Brasília (DF) – O Tribunal Superior Eleitoral (TSE) decidiu, por uma maioria de cinco votos a dois, que o senador Flávio Bolsonaro deve remover um vídeo de suas redes sociais no qual vincula o presidente Luiz Inácio Lula da Silva às facções criminosas Primeiro Comando da Capital (PCC) e Comando Vermelho (CV). A determinação impõe um novo capítulo no embate jurídico sobre o uso da desinformação em ambientes digitais.
A ofensiva judicial foi protocolada pela Federação Brasil da Esperança — coalizão composta por PT, PC do B e PV. Na petição, a legenda argumentou que a publicação não apenas configurava propaganda eleitoral extemporânea, mas também espalhava falsas associações entre o atual mandatário da República e grupos ligados ao crime organizado.
O julgamento ocorreu no plenário virtual da Corte.
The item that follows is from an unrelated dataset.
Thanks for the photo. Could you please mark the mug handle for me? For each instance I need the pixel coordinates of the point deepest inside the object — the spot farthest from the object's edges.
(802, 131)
O placar final representou uma derrota para o presidente do tribunal, ministro Nunes Marques. No dia 26 de julho, ele havia indeferido o pedido de liminar que solicitava a derrubada imediata do material, mantendo-o acessível ao público naquele momento.
A reversão dessa posição foi consolidada pelos votos dos ministros Estela Aranha, Ricardo Villas Bôas Cueva, Dias Toffoli, Floriano de Azevedo Marques e Antonio Carlos Ferreira. Do outro lado, apenas o ministro André Mendonça acompanhou o relator original, Nunes Marques, posicionando-se pela manutenção da postagem.
Além da ordem direta contra o autor da publicação, o tribunal determinou que a rede social X cumpra a ordem de remoção. A medida reflete o rigor da Justiça Eleitoral diante de conteúdos considerados abusivos ou distorcidos no cenário político brasileiro.
Paralelamente a essa discussão, o plenário enfrentou um impasse processual envolvendo outra demanda. O ministro André Mendonça buscava forçar a Federação Brasil da Esperança a fornecer ao tribunal a íntegra das gravações de seu 8º Congresso Nacional e do evento de lançamento do projeto Porta-Vozes de Lula. O pedido incluía, ainda, a entrega de notas fiscais, contratos e todos os comprovantes financeiros referentes à organização dessas agendas.
A Corte, no entanto, optou por não analisar o mérito desse pedido no momento. O tribunal reconheceu um erro na distribuição do processo e determinou que ele seja redistribuído entre os membros competentes para o devido processamento. Nesse ponto específico, a divergência foi liderada por Antonio Carlos Ferreira, Ricardo Villas Bôas Cueva, Floriano de Azevedo Marques e Estela Aranha, com a adesão pontual de Nunes Marques, contrariando a posição defendida por Mendonça e Dias Toffoli.